Swatches and Thoughts: Anastasia Beverly Hills Subculture Palette
[may contain affiliate links]
Hello, all! I am excited to talk to you today about what has possibly been the most controversial cosmetic product released this summer: the Anastasia Beverly Hills Subculture Eye Shadow Palette.
If you are very much up-to-date on the Subculture Palette rants and raves, skip this paragraph as I am going to review the drama. The Subculture Palette is meant to be a muted-color companion to the beloved Modern Renaissance palette. However, reviewers pointed out that this new palette in particular tends to have extraordinary amounts of kick-up, is difficult to blend well and was, in general, disappointing.
Now that we have that out of the way, let me get to my thoughts on the Subculture Palette. First of all, I love the colors. This palette, with its tones ranging from deep teal to bright mustard, is a beautiful addition to one’s autumn makeup routine. Next, as expected, the shades are all pigmented and soft.
Speaking of soft, let’s talk about the main issue everyone is having: the kick-up. I will not deny that the majority of this palette is powdery as hell if you swirl your brush in it. I find that it helps to think about this palette as containing pressed pigments, rather than shadows. In other words, a little goes a long way. The exception to this rule are the two duo-chromes: Cube and Electric. These are not nearly as pigmented as the others and are best to use on top of other shades.

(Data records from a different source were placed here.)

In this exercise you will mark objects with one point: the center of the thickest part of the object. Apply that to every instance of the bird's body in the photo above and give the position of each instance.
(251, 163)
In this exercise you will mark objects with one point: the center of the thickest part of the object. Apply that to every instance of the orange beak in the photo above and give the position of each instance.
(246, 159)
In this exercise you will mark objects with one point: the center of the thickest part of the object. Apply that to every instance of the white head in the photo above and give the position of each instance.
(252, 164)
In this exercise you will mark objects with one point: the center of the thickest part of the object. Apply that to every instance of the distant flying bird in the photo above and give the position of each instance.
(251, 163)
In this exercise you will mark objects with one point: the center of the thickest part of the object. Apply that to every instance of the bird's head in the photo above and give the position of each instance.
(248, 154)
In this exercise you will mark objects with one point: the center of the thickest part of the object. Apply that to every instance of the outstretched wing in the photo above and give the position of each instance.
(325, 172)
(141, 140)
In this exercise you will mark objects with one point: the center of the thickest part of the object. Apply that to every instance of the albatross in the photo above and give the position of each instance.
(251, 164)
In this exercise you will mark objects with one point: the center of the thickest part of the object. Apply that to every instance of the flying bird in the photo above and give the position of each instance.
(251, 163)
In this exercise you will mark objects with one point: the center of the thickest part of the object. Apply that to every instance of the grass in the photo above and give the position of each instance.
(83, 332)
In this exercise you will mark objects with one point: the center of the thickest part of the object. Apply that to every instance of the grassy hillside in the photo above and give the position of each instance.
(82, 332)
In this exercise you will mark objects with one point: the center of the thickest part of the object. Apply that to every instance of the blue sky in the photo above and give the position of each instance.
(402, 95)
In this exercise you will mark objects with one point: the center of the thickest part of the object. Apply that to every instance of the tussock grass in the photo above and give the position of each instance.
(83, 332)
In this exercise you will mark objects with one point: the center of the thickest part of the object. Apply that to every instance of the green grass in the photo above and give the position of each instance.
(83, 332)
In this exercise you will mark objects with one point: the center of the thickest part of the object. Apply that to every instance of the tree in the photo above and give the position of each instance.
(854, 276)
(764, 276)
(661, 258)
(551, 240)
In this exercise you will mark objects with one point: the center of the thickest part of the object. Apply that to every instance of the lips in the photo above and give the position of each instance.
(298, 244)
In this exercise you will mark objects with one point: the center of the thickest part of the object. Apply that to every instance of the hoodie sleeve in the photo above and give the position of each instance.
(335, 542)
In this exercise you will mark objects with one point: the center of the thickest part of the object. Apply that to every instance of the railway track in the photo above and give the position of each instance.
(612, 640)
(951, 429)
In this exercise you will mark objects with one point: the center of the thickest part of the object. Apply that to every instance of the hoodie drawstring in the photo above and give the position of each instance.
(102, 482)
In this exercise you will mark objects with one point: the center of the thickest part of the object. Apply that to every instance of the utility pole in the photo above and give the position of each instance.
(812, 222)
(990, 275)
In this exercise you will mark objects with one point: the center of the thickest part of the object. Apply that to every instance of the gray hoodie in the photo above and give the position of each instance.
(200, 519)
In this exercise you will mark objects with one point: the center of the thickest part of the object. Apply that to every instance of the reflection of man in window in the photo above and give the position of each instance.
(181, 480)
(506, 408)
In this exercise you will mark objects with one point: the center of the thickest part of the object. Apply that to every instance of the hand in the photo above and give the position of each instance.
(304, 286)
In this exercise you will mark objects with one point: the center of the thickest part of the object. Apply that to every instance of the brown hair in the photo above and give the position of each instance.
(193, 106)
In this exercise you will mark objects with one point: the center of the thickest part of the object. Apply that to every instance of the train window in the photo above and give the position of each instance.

As for blending, yeah some of the shades will look muddy if you mix them together. What do you expect to happen if you combine dirt brown and moss green? I have had no issues with my color combinations, but I go in with the expectation that my look will be fairly grungy.
So, do I think you need the Subculture Palette? No, not if finicky shadows are going to frustrate you. It’s not worth it. However, if you can deal with a learning curve and care for the overall vibe of the palette, take a chance!